In Situ Monitoring of Dynamic Adsorption-Induced Interfacial Buffering Toward Highly Stable Zinc Metal Batteries

Abstract

Electrolyte regulation and electrode/electrolyte interface optimization are recognized as crucial strategies for mitigating parasitic reactions and enhancing zinc plating/stripping in zinc metal batteries. Despite their established importance, the underlying mechanisms of interface behavior and optimization remain elusive, especially in the absence of robust experimental characterization of adsorption-dominated approaches. Herein, in situ monitoring of interfacial adsorption effect is presented, employing a theoretically screened cyclen-based additive.

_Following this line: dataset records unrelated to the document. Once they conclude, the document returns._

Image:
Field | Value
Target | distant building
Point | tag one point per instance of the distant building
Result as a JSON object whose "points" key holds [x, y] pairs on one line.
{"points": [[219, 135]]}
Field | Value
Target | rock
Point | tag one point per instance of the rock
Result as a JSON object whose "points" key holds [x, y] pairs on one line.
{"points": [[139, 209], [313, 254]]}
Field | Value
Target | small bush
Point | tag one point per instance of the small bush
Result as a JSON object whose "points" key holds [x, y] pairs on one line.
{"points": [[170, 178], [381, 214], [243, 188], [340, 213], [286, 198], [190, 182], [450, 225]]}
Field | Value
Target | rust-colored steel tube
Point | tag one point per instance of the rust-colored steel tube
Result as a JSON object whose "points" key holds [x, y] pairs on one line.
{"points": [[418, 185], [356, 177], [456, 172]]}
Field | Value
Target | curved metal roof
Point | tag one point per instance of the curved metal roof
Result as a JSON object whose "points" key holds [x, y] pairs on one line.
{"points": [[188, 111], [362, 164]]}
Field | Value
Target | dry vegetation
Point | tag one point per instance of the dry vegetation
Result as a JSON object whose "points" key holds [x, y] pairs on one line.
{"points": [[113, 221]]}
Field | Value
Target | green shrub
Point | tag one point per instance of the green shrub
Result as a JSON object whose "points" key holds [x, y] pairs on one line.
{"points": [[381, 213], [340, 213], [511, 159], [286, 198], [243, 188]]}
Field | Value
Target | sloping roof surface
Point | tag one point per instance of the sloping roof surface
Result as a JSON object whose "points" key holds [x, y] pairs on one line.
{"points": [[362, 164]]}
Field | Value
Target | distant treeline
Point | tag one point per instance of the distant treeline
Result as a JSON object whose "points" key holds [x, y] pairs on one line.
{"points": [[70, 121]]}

The dynamic adsorption behavior in response to alternating electric fields is identified as pivotal in regulating the metal-electrolyte interfaces, as evidenced by a combination of in situ electrochemical quartz crystal microbalance (eQCM) measurements and constant-potential molecular dynamics simulation. Such dynamic adsorption provides a robust pH buffering effect at the zinc-metal anode interface, facilitating orderly and uniform zinc plating/stripping. Consequently, the electrochemical performance of zinc-based half cells and full cells is markedly enhanced. The findings offer comprehensive insights into the strategic development of functional electrolyte additives for aqueous zinc metal batteries.